In our toy example, being in state ‘high’ and having the growth lamp on will provide a reward of $$r_{\rm on}$$ and keep the agent in ‘high’ with probability $$p({\rm h}, r_{\rm on} | \rm {h}, {\rm on}) = \alpha$$, while with $$1-\alpha$$ the agent will end up with a low water level. However, if the agent turns the lamps off, the reward is $$r_{\rm off}$$ and the probability of staying in state ‘high’ is $$\alpha' > \alpha$$. For the case of a low water level, the probability of staying in low despite the lamps on is $$p({\rm l}, r_{\rm on} | \rm {l}, {\rm on}) = \beta$$, which means that with probability $$1 - \beta$$, our plants run out of water. In this case, we will need to get new plants and we will water them , of course, such that $$p({\rm h}, r_{\rm fail} | \rm {l}, {\rm on}) = 1-\beta$$. As with high water levels, turning the lamps off reduces our rewards, but increases our chance of not losing the plants, $$\beta' > \beta$$. Finally, if the agent should choose to send us a text, we will refill the water, such that $$p({\rm h}, r_{\rm text} | {\rm l}, {\rm text}) = 1$$. The whole Markov process is summarized in the transition graph in Fig. 35.
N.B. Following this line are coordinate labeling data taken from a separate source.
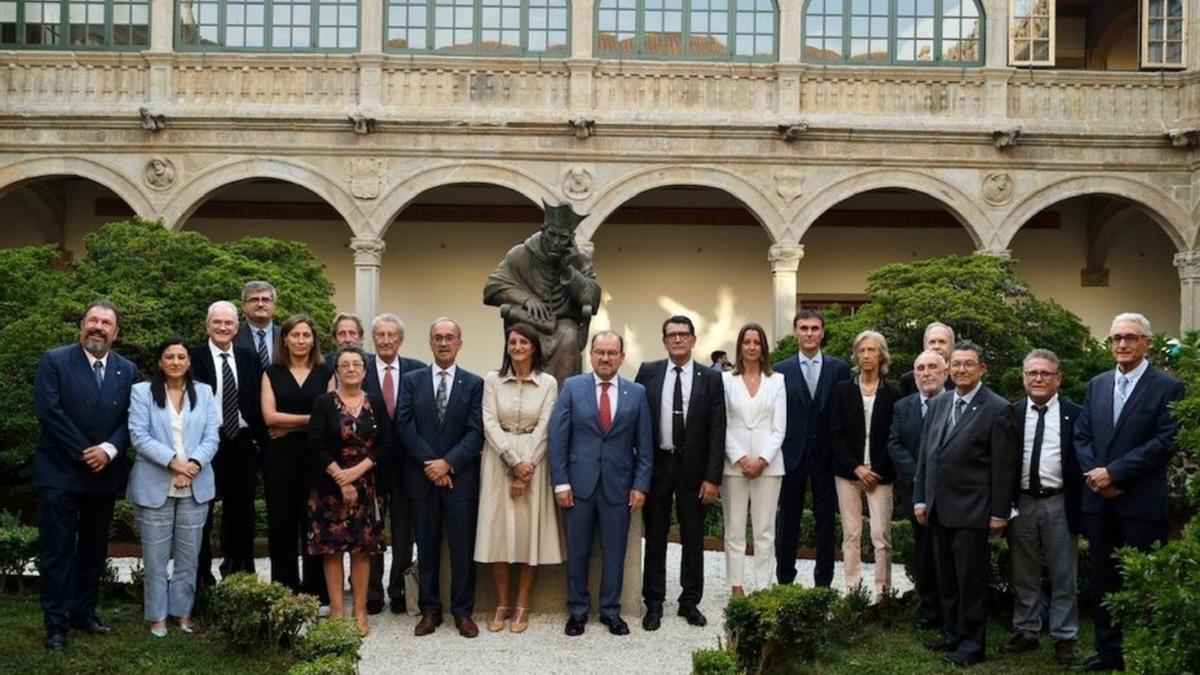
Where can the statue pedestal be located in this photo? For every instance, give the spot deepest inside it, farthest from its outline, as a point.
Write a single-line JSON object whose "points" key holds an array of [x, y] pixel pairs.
{"points": [[550, 583]]}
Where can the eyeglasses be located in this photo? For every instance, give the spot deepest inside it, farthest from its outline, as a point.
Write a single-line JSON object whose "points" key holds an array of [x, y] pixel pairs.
{"points": [[1039, 375]]}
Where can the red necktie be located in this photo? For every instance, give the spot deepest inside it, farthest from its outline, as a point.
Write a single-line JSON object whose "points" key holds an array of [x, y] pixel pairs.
{"points": [[389, 392], [605, 407]]}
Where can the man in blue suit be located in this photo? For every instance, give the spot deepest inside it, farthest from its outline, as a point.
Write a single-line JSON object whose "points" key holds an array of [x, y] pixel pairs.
{"points": [[1125, 438], [385, 369], [809, 378], [601, 455], [82, 396], [441, 422]]}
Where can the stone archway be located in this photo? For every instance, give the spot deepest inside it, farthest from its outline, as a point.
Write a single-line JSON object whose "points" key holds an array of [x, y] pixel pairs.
{"points": [[214, 178]]}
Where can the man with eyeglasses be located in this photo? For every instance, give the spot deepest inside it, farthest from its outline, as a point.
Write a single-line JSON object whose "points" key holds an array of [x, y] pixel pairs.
{"points": [[258, 332], [688, 412], [964, 489], [1125, 437], [1047, 511]]}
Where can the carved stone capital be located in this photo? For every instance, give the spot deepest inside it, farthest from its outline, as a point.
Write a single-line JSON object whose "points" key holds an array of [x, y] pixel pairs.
{"points": [[785, 258], [367, 250], [1188, 263]]}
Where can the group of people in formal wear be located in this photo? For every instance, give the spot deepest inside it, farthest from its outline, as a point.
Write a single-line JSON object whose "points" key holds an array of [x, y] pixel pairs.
{"points": [[519, 471]]}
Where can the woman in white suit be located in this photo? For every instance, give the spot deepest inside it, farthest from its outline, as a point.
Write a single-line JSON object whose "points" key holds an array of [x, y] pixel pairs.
{"points": [[173, 426], [756, 418]]}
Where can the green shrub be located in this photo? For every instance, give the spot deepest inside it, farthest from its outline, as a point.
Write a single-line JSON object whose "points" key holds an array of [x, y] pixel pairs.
{"points": [[18, 545], [241, 609], [339, 637], [778, 623], [1158, 607], [325, 664], [42, 297], [713, 662], [288, 616]]}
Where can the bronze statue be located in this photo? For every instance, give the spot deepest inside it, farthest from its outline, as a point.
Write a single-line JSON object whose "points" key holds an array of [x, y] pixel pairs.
{"points": [[549, 284]]}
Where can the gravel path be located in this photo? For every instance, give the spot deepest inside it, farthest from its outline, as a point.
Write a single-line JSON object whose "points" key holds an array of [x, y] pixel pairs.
{"points": [[544, 649]]}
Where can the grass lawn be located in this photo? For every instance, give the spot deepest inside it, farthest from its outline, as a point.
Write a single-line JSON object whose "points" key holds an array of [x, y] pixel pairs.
{"points": [[131, 649], [899, 650]]}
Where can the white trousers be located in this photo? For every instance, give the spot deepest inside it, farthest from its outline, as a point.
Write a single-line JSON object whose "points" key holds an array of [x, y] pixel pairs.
{"points": [[879, 503], [759, 499]]}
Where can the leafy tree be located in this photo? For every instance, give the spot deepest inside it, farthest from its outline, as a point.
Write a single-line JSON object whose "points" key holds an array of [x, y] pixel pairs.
{"points": [[984, 300], [162, 284]]}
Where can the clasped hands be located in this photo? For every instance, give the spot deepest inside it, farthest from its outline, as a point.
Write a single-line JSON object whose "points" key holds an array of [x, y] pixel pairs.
{"points": [[183, 472], [1099, 482]]}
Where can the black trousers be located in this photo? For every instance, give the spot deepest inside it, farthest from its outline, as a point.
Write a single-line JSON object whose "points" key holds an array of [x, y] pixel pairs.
{"points": [[72, 547], [455, 512], [787, 521], [666, 487], [401, 532], [1105, 532], [963, 568], [287, 518], [930, 608], [235, 469]]}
From the probability for the next reward and state, we can also calculate the expected reward starting from state $$s$$ and choosing action $$a$$, namely

$r(s, a) = \sum_{r\in\mathcal{R}} r \sum_{s'\in\mathcal{S}} p(s', r | s, a).$

Obviously, the value of an action now depends on the state the agent is in, such that we write $$q_* (s, a)$$. Alternatively, we can also assign to each state a value $$v_*(s)$$, which quantizes the optimal reward from this state.

Fig. 35 Transition graph of the MDP for the plant-watering agent. The states ‘high’ and ‘low’ are denoted with large circles, the actions with small black circles, and the arrows correspond to the probabilities and rewards.

Finally, we can define what we want to accomplish by learning: knowing our current state $$s$$, we want to know what action to choose such that our future total reward is maximized. Importantly, we want to accomplish this without any prior knowledge of how to optimize rewards directly. This poses yet another question: what is the total reward? We usually distinguish tasks with a well-defined end point $$t=T$$, so-called episodic tasks, from continuous tasks that go on for ever. The total reward for the former is simply the total return

$G_t = R_{t+1} + R_{t+2} + R_{t+3} + \cdots + R_T.$

As such a sum is not guaranteed to converge for a continuous task, the total reward is the discounted return

(50)$G_t = R_{t+1} + \gamma R_{t+2} + \gamma^2 R_{t+3} + \cdots = \sum_{k=0}^\infty \gamma^k R_{t+k+1},$

with $$0 \leq \gamma < 1$$ the discount rate. Equation (50) is more general and can be used for an episodic task by setting $$\gamma = 1$$ and $$R_t = 0$$ for $$t>T$$. Note that for rewards which are bound, this sum is guaranteed to converge to a finite value.